A cessão de contrato produz as seguintes conseqüências jurídicas: A cessão da posição contratual pode efetuar-se com ou sem liberação do cedente perante o contraente cedido. A liberação do cedente é a conseqüência normal do negócio realizado, não se tornando necessária, para que  ela ocorra, referência expressa nesse sentido no contrato. Basta o consentimento do contraente cedido quanto à cessão do contrato, sem qualquer ressalva concernente às obrigações, quer tenha sido manifestado ao tempo da cessão, quer no próprio instrumento do contrato-base.

A anuência pode, pois, ser externada ao tempo do negócio da cessão, quando o credor, após conhecer a pessoa do cessionário, concorda em que ele assuma os direitos e deveres do cedente; ou previamente, em cláusula contratual expressa; ou, ainda, mediante a cláusula à ordem.

Embora o fato não seja comum, pode o contraente cedido dar o seu consentimento à cessão, mas sem liberação do cedente. Neste caso, embora o cessionário assuma a responsabilidade pelas obrigações resultantes do contrato, o cedente continua vinculado ao negócio não apenas como garante de seu cumprimento, mas, em regra, como principal pagador.

Todavia, somente a interpretação da cláusula imposta pelo contraente cedido poderá esclarecer a exata dimensão e extensão da nova responsabilidade atribuída ao cedente. Não se pode presumir a solidariedade, porque esta resulta da lei ou da vontade das partes (CC, art. 265). É também uma responsabilidade distinta da fiança, porque o cedente responde pelo cumprimento, logo que o cessionário se recuse a cumprir a obrigação.

Efeitos entre o cedente e o cessionário
A transferência da posição contratual acarreta para o cedente a perda dos créditos e das expectativas integrados na posição contratual cedida e, por outro lado, a exoneração dos deveres e obrigações em geral compreendidos na mesma posição contratual.

Desse modo, o cedente responde, na cessão por título oneroso, pela existência da relação contratual cedida, e, na realizada por título gratuito, se tiver procedido de má-fé, mas não pela solvência do contraente cedido, salvo, neste caso, estipulação em contrário, expressa ou tácita, das partes.

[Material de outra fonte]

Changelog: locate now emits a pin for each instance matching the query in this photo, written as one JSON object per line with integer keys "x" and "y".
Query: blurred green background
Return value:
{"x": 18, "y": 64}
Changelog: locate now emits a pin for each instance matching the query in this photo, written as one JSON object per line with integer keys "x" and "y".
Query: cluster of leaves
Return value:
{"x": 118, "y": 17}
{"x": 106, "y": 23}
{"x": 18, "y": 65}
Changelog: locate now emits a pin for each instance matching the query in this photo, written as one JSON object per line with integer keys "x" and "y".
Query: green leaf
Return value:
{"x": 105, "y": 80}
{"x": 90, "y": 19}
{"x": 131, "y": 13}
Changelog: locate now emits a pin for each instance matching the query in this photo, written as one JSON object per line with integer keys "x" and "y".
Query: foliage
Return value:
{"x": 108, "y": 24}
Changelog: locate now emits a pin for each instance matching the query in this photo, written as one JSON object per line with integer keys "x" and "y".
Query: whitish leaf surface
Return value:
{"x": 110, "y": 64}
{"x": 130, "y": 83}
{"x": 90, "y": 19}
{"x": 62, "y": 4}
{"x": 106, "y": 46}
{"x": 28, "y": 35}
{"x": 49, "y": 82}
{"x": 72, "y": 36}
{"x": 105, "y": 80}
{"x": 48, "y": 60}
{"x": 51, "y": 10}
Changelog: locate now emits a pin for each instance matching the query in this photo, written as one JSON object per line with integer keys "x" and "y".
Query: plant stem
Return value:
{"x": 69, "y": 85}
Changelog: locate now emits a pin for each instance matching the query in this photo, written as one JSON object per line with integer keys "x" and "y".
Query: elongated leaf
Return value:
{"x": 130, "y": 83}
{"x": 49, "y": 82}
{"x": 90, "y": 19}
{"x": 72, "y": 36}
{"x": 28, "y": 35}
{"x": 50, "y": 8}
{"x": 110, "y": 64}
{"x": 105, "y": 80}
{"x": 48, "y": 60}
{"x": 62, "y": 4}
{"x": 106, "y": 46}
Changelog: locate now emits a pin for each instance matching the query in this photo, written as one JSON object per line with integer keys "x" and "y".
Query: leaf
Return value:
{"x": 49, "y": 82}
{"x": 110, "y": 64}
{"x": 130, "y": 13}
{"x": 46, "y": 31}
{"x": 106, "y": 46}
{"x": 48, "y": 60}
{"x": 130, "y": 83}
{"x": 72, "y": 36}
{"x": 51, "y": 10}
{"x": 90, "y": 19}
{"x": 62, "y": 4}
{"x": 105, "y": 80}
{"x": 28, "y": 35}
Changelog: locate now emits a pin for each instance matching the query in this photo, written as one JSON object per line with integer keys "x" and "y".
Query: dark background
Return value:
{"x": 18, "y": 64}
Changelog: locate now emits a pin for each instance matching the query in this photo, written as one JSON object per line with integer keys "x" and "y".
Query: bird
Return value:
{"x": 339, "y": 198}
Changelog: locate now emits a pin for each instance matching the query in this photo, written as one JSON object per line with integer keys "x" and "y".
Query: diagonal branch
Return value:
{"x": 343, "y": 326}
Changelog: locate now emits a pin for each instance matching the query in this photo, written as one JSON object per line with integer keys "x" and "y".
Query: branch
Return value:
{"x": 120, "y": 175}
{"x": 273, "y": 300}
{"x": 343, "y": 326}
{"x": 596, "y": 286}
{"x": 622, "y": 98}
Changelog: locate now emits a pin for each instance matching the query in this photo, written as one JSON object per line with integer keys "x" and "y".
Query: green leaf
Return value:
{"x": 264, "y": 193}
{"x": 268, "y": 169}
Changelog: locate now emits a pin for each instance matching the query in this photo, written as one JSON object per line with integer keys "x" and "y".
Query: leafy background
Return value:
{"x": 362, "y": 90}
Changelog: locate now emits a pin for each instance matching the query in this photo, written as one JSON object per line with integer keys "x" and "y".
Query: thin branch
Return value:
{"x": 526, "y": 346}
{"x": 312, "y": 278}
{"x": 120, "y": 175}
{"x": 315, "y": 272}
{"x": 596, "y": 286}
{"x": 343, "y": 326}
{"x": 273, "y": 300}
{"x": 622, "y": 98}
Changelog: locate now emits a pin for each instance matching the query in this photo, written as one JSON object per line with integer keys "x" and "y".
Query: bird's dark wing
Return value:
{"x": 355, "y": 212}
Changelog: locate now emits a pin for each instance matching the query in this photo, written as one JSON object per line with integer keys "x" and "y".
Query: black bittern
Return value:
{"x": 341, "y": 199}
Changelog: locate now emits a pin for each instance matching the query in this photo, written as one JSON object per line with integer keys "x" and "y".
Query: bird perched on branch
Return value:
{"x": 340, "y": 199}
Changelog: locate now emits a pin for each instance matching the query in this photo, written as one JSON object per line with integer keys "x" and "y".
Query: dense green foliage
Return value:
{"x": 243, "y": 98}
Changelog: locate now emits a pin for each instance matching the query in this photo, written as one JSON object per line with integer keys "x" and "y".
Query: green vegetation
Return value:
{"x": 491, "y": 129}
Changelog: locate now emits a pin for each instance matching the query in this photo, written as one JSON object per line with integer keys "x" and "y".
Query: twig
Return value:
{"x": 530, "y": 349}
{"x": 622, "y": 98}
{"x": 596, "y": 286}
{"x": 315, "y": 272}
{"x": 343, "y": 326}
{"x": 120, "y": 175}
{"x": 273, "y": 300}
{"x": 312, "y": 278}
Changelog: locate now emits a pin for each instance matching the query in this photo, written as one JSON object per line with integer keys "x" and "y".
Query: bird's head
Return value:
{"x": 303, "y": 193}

Efeitos entre o cessionário e o contraente cedido
Na cessão do contrato, diferentemente do que ocorre na cessão de crédito, que prescinde do consentimento do devedor (CC, art. 294), não pode o contraente cedido invocar contra o cessionário meios de defesa que não se fundem na relação contratual cedida. Do mesmo modo, o cessionário  não pode alegar contra o contraente cedido meios de defesa estranhos à relação contratual objeto da cessão, incluindo as fundadas no contrato que serviu de instrumento à cessão.

A transmissão da posição contratual acarreta a substituição do cedente pelo cessionário na relação contratual com o cedido. Assim, quando o locatário, por exemplo, cede a locação a um terceiro, quem passa a ser locatário perante o proprietário é este último. É dele que o locador passará a exigir os aluguéis que se vencerem e contra quem poderá promover a resolução ou a denúncia do contrato. Por outro lado, é o cessionário quem passa a ter todos os direitos que resultam da locação, podendo opô-los ao locador. Todavia, a aludida transmissão só se produz a partir da data da cessão, não respondendo o novo locatário pelos aluguéis vencidos anteriormente.

Não se transmitem, porém, ao cessionário os direitos potestativos de que o cedente seja titular. Se o originário contraente foi vítima de erro, dolo ou coação, por exemplo, e o vício só for descoberto depois da cessão do contrato, mas dentro do prazo decadencial da ação anulatória, o direito potestativo de anulação não se transmitirá ao cessionário, mas continuará competindo ao cedente

OBSERVAÇÃO: Em regra, a cessão de posição contratual é “PRO SOLUTO”, todavia, por cláusula contratual expressa poderá se tornar “PRO SOLVENDA”; “PRO SOLVENDA” – cedente responde em caso de inadimplemento; “PRO SOLUTO” – cedente não responde em caso de adimplemento.